The redox potentials (E_ox) for the (p-X-C₆H₄)₃C^+/• couples range from 0.00 to −0.58 V versus Fc^+/0 (CH₃CN). With the exception of the −Cl derivative (E_ox = 0.00 V), these values are lower than the redox potential for 2 (−0.11 versus Fc^+/0) measured by cyclic voltammetry (Figure S7b), making electron-transfer (ET) from the radicals to 2 an exergonic process. The ET process for the −Cl derivative is endergonic by 2.5 kcal/mol. To determine the involvement of ET in the rebound mechanism, a Marcus plot of (RT/F) ln(k) vs E_ox was constructed (Figure 2d). The Marcus cross-relation indicates that a slope of ~ −0.5 is expected for a simple, rate-limiting ET process.¹¹ The Marcus plot in Figure 2d reveals a linear correlation for the rebound reaction, but the slope is small (−0.15). This slope can be compared to the small slope (−0.05) seen for the reaction of cumylperoxyl radical and phenols, which is a good model of a concerted H atom transfer, as opposed to ET-type, mechanism.^12a,b In contrast, Fujii has reported large slopes (0.60–0.68) for aromatic hydroxylation of benzene derivatives by Fe^IV(O)(porph^+•) complexes. Simple outer-sphere ET for these reactions was ruled out based on endergonic ΔG°_ET values, but the large Marcus slopes pointed to an ET pathway that was coupled to a subsequent favorable C–O bond formation step.^12c

With the data now in hand from the direct examination of a radical rebound reaction, we can suggest a straightforward mechanistic paradigm to assess the rebound step, in analogy with H atom transfer. HAT proceeds in an approximately concerted fashion, or in more of a stepwise one in which the ET/PT steps are coupled to varying degrees. The rebound mechanism can be parsed in a similar model, as shown in Figure 3a, in which rebound can occur via a concerted pathway, or electron-transfer and “cation transfer” (CT) steps. The Hammett and Marcus plots in Figures 2c,d indicate that the radical rebound reactions for 2 follow a concerted (diagonal path, Figure 3a), as opposed to “ET/CT” type of mechanism, in which C–O bond formation occurs concomitant with reduction of the iron complex. Thus, the transition state of the concerted rebound reaction is likely closer to the charge neutral structure shown in Figure 3b. Although 2 is sterically crowded, examination of a space-filling model of 2 (Figure S23) suggests that there is space for the trityl radical to combine with the FeOH above the pyrrole–pyrrole bond.

Figure 3.

(a) Scheme depicting concerted and separated ET/CT steps for radical rebound. (b) Charge separation in the transition state of the rebound reaction.

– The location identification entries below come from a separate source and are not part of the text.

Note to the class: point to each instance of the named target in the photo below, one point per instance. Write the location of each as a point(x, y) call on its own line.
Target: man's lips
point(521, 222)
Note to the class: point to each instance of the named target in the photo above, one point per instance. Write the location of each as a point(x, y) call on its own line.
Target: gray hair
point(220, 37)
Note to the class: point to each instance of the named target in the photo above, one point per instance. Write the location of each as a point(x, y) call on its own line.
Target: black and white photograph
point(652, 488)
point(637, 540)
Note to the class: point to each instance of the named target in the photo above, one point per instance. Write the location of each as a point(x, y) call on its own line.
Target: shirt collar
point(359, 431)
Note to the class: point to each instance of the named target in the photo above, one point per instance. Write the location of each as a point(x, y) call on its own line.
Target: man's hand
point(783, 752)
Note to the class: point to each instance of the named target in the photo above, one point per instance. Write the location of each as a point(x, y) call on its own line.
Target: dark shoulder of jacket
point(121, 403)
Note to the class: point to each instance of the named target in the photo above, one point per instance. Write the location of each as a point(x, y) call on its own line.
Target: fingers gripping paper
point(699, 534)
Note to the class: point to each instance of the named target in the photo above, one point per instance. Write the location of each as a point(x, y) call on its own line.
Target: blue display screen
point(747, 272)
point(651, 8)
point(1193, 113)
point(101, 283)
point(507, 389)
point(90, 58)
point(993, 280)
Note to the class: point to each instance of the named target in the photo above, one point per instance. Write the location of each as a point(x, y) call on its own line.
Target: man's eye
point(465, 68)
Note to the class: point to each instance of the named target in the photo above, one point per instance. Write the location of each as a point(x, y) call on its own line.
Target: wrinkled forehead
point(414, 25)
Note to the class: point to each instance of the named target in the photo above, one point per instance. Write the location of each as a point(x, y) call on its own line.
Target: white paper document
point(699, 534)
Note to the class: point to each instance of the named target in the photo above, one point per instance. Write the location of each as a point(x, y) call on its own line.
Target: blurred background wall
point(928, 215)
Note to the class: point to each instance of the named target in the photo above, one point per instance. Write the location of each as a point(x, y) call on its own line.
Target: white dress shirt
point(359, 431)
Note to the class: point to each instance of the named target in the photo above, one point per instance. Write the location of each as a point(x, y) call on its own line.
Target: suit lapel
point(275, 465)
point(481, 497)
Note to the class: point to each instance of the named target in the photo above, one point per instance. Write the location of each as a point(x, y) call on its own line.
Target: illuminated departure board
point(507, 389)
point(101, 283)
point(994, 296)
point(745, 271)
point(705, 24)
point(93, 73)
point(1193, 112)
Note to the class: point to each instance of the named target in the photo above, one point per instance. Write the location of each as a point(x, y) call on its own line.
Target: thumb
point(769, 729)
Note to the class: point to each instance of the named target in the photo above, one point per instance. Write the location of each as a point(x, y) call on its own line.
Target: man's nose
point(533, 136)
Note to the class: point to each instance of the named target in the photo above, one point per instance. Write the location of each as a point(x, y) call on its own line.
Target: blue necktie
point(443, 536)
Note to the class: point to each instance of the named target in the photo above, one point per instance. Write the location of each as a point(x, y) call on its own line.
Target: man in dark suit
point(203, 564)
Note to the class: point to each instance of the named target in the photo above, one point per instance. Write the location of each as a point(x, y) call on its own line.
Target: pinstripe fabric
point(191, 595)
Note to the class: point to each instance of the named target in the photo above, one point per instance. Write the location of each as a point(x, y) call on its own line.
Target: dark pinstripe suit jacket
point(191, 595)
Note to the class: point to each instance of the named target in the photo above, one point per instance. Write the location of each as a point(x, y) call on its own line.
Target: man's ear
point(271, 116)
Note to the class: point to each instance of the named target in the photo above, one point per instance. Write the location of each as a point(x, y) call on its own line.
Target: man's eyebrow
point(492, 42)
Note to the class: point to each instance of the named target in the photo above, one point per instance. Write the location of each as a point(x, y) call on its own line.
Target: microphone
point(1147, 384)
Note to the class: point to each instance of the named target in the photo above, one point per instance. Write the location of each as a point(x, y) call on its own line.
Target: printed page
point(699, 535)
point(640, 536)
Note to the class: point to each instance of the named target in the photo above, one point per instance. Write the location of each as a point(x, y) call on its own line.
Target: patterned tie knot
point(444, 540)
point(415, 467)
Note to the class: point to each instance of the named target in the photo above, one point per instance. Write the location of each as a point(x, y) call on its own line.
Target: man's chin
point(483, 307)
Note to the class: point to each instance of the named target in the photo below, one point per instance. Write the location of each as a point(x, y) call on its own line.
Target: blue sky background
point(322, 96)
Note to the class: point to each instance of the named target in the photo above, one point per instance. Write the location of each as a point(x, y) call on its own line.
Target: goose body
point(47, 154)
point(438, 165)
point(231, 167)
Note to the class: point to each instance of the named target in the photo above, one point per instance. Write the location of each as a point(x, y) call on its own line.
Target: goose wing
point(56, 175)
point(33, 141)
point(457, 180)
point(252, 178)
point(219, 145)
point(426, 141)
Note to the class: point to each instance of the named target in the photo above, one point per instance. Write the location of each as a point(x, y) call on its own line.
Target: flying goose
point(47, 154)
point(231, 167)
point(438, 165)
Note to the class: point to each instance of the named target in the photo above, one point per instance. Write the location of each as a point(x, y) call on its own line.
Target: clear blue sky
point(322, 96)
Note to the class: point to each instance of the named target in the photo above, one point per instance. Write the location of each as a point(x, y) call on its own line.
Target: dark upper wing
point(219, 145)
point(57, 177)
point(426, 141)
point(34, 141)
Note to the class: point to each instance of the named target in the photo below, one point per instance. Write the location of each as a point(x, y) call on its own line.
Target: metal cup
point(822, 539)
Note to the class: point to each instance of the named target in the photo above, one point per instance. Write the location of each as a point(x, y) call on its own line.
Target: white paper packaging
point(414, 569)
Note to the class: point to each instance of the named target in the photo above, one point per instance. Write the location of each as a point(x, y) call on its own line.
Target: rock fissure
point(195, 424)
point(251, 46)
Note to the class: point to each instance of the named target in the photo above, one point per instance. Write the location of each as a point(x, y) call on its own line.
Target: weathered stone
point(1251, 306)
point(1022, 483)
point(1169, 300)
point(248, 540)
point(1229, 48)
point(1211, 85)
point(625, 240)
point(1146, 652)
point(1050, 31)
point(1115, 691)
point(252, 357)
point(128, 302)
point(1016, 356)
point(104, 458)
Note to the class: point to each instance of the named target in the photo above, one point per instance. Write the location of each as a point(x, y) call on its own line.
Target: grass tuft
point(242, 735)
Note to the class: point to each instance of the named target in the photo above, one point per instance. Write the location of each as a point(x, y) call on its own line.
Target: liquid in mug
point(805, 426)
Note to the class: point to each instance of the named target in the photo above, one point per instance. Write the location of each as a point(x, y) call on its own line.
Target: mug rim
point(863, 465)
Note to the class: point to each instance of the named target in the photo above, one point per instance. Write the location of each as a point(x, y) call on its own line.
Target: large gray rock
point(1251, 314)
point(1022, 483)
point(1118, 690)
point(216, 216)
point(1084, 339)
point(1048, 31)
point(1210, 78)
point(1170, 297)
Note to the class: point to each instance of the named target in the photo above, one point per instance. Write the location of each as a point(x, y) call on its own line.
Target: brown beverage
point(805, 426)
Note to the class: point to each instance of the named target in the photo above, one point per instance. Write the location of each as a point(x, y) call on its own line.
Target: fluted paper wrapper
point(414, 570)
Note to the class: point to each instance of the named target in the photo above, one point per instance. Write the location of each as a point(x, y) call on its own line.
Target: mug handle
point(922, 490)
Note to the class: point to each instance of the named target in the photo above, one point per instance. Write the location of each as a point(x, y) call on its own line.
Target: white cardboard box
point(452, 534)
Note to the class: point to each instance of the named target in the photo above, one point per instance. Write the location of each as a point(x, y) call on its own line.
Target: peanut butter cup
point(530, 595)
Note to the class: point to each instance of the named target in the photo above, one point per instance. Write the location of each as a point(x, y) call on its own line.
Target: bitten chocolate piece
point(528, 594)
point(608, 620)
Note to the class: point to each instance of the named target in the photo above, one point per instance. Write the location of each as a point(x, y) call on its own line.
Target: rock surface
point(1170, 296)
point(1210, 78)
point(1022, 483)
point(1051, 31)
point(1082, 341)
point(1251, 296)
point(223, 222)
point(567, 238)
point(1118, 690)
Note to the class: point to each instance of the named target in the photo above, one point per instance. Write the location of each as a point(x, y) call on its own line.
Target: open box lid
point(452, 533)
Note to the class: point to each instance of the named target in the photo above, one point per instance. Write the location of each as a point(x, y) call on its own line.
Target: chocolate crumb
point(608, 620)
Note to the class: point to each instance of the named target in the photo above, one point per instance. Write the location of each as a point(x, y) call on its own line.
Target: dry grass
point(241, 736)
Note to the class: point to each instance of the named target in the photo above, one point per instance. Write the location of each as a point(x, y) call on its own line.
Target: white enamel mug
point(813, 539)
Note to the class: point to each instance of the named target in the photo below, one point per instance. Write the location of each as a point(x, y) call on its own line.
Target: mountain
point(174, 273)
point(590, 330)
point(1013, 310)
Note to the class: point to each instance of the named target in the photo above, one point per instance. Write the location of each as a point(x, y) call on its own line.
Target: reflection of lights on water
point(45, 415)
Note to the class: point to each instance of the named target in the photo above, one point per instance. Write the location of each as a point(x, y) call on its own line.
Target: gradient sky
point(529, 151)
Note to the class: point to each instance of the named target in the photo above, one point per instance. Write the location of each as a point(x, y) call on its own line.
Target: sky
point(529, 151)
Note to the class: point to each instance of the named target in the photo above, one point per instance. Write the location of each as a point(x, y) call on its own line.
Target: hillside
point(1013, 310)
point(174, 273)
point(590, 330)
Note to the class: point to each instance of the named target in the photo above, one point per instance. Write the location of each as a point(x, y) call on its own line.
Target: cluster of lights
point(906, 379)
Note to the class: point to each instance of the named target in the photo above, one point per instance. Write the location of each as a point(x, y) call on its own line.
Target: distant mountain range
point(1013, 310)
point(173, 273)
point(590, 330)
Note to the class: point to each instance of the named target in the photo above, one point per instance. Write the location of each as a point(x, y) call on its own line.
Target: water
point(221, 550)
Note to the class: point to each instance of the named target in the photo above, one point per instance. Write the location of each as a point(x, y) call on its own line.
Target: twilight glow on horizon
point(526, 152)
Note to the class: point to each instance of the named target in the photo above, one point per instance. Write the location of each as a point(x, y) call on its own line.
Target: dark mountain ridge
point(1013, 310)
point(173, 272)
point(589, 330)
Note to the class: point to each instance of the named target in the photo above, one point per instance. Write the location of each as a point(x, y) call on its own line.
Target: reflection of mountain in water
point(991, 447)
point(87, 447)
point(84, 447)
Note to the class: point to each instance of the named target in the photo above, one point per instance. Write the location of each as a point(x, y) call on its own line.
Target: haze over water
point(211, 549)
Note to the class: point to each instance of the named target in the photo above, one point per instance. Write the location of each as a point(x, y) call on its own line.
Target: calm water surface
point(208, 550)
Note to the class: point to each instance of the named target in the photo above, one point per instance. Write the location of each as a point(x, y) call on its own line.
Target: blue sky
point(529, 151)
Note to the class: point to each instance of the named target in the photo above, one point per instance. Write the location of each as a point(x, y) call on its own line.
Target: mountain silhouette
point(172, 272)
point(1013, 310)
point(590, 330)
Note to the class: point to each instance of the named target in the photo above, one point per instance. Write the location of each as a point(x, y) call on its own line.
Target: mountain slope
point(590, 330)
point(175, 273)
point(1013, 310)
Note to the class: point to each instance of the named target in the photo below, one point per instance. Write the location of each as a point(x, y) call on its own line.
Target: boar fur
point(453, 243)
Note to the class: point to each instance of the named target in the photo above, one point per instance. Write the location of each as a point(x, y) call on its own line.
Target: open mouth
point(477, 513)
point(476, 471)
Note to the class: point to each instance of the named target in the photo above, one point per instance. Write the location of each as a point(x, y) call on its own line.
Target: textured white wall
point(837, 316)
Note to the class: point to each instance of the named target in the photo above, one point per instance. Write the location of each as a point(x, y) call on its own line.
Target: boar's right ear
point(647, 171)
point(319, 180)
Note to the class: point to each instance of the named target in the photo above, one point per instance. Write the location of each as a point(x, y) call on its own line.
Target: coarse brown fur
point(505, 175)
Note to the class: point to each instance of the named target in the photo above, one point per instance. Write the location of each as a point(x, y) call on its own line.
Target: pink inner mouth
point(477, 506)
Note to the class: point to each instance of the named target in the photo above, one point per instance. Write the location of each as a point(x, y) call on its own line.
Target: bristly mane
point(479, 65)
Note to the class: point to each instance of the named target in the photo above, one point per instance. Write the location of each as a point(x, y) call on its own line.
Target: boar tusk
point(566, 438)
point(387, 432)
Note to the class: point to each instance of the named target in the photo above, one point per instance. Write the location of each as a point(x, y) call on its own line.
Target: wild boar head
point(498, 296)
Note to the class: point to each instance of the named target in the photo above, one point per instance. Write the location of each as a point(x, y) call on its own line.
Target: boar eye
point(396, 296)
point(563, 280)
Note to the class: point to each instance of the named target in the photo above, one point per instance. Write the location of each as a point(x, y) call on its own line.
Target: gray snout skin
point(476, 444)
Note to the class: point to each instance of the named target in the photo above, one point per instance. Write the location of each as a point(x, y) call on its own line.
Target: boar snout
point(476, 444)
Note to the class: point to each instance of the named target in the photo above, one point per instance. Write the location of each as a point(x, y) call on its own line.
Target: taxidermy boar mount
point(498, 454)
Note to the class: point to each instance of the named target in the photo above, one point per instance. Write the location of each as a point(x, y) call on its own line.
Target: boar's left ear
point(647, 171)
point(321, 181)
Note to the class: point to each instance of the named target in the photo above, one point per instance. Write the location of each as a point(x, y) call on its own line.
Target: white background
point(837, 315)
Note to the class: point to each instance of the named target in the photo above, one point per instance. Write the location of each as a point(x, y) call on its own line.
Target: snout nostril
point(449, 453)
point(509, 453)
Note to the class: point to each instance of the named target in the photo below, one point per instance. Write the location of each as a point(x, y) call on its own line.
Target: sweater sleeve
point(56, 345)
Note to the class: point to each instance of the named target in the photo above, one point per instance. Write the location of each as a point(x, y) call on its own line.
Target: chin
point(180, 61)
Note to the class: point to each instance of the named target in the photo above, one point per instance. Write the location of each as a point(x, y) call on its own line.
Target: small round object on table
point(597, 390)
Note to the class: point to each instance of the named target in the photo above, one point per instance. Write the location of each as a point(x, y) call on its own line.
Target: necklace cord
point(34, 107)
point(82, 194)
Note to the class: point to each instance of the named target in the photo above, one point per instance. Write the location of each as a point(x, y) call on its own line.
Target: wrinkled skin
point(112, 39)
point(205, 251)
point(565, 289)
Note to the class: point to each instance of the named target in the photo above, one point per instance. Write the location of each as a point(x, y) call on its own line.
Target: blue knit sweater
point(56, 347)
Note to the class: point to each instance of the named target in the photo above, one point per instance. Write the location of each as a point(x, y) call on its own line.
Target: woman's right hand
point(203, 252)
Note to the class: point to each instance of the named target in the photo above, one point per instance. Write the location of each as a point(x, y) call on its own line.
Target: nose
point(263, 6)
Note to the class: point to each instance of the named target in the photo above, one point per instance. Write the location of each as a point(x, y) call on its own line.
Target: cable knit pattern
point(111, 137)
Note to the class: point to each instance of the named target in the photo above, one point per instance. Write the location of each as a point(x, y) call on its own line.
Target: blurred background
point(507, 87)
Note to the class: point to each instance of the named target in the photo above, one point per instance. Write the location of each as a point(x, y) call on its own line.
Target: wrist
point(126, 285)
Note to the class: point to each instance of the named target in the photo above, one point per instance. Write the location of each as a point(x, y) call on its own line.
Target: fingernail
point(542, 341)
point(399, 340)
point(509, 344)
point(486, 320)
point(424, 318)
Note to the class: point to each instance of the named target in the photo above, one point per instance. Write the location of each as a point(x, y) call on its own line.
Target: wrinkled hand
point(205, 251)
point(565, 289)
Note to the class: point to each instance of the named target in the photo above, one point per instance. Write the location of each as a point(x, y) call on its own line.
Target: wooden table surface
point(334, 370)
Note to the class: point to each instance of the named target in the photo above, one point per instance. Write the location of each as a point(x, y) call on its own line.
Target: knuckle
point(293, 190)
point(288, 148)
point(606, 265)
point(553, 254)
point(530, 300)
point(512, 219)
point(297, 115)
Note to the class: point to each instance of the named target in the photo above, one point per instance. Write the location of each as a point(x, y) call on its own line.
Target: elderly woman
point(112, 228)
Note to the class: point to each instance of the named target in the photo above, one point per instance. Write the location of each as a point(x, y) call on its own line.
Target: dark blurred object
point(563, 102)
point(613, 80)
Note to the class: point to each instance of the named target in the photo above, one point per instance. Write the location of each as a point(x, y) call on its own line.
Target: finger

The mechanism of action for heme and nonheme oxygenases, as well as related transition metal catalysts, has been described in the framework of the rebound process shown in Scheme 1 for over 40 years. However, until now, the critical rebound step could not be observed and studied directly. In this report, we have described the first direct examination of a rebound hydroxylation, in which a well-defined Fe(OH) porphyrinoid complex is reacted with a series of carbon radicals. A key to this study was the use of a corrole ligand to isolate an Fe(OH) complex that is at the same oxidation level as the Cpd-II intermediate in heme enzymes. Such a species was previously unknown in porphyrinoid models of heme enzymes. The kinetic measurements provide a mechanistic assessment of the radical hydroxylation step, leading to a model for the rebound process that has both concerted and stepwise pathways, analogous to the well-known paradigm for HAT. Taken together, the data point to a more concerted process for rebound. With the precedent established here, the factors that favor and control rebound hydroxylation over other pathways, such as desaturation,^13a,b halogenation,^13c,d or radical cage escape,^13e may now be amenable to direct interrogation.